Case study B: The Charity Consultant
[This case study has been anonymised to avoid disclosing identifiable details about the specific projects referenced here and to protect the privacy of the relevant organisations.]
Researcher B is a project manager for a small charity that offers data consultancy services to other organisations in the third sector. They are responsible for providing end-to-end support to clients on diverse data-driven analytical projects, typically over six-month timelines. That support usually involves linking client charities with volunteers sourced from the private sector with an eye towards providing practical answers to operational or strategic questions.
Clients of Researcher B often need to use data to inform their service targeting or enable their impact evaluations. A recurrent challenge comes up for many of Researcher B’s projects: publicly available data tends to be missing combinations of variables that are necessary to answer relatively straightforward questions about their target groups.
In one case, a London-based social mobility charity supporting disadvantaged young people from a particular ethnic background wanted to understand how their beneficiaries compared to similar young people across London. The aim was to construct a basic comparator group defined by ethnicity, location, age, and deprivation status, then compare educational and occupational outcomes for that group against the client’s service users own outcomes.
Researcher B identified that the Longitudinal Education Outcomes (LEO) dataset could have enabled this analysis. However, although they are an accredited researcher, access was not feasible in this case because it would involve a lengthy application process since LEO is held in a Trusted Research Environment (TRE) with strict access controls. Waiting months at a time for access to be granted was unworkable in this case (and many other projects led by Researcher B) for all of the following reasons:
- Most of the project timeline would have elapsed before approval could have been given;
- Researcher B’s organisation specialises in working with charities that lack technical expertise and confidence in data or that are less familiar with the ways that data can add value to their work. It is difficult to persuade executives at such organisations that a lengthy process will pay off, and this is exacerbated by inherent uncertainty about whether applications by Researcher B’s organisation would even be approved;
- Researcher B’s team themselves did not necessarily have the capacity to act as the intermediary for the complicated and resource-intensive process.

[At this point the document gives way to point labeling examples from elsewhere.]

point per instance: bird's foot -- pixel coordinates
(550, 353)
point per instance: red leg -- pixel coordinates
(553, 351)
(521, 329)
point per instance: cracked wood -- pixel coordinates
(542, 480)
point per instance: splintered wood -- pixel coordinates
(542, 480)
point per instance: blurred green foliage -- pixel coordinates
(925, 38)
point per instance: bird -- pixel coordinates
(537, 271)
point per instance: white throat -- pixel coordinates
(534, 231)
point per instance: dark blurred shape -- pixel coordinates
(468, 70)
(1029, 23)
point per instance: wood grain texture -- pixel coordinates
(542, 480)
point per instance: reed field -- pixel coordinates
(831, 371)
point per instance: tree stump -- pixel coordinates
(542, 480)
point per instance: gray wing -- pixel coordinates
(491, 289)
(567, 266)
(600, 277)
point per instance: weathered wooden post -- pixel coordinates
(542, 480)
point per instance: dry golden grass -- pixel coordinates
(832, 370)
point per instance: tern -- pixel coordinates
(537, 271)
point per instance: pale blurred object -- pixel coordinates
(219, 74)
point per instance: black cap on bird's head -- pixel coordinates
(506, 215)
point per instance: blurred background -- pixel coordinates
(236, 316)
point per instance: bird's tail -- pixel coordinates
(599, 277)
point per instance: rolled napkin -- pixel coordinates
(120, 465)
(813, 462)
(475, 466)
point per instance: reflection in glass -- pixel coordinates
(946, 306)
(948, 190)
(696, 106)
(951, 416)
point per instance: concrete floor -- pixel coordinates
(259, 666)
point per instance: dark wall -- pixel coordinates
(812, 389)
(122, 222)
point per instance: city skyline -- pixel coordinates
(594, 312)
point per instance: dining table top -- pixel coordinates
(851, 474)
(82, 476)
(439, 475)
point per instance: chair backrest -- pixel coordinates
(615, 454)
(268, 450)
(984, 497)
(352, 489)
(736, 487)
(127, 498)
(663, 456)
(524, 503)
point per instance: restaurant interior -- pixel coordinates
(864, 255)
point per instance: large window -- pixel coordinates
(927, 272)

As a workaround, Researcher B considered the possibility that client charities asking similar questions might be able to “pool” their request such that multiple projects could be serviced by a single application for the data. Ultimately, however, they were deterred from taking such an approach because of clients timeline constraints (as outlined above) and the observation that charity funders are unlikely to support speculative, open-ended analytical proposals that may not materialise.
Instead of using LEO data, the project relied on publicly available Department for Education and labour market data. However, these sources did not allow the necessary cross-tabulations of the client’s desired characteristics. Ethnicity categories were often aggregated into a “non-white” category, and Researcher B found that the analysis needed “just one more variable” beyond what was publicly available. In the absence of linked, granular data, the comparator analysis was scaled back to simpler descriptive breakdowns that were less precise, informative, or robust than what otherwise would have been possible. For the client charity, this meant their assessment of the impact of their interventions was severely limited.
This sort of experience is common in Researcher B’s experience. A similar pattern emerged in work with a youth homelessness charity seeking to identify individuals at risk of homelessness in specific areas and among particular subgroups (e.g. by ethnicity, disability, and deprivation). Researcher B described government homelessness data as patchy, with limited coverage and insufficient intersectional breakdowns. As a result, the project relied heavily on other charities’ administrative data rather than official statistics, constraining the robustness and comparability of findings.
In summary, these examples reflect a broader structural mismatch between civil society needs and current data access arrangements. The analytical questions posed by charities are often not methodologically complex. However, they typically require the ability to combine multiple characteristics at a granular geographic level. Public datasets may contain relevant variables in isolation, but not in the combinations required for targeted intervention design or meaningful benchmarking.
Accredited access routes to linked administrative data exist, but they are time and resource intensive, uncertain to succeed, and poorly aligned with the pace and funding models of frontline organisations. Even when an intermediary has accredited researchers on staff (as in the case of Researcher B), the costs and delays associated with secure access can render projects unviable. Smaller organisations are therefore dependent on either scaling back their ambitions or proceeding with less robust analyses.
The result is a persistent evidence gap: operational charities, even when supported by volunteer data professionals, are often unable to benchmark their work against comparable populations or understand how outcomes differ across specific subgroups in their area. This limits their ability to target services effectively, demonstrate impact credibly, and design interventions informed by a full picture of local need.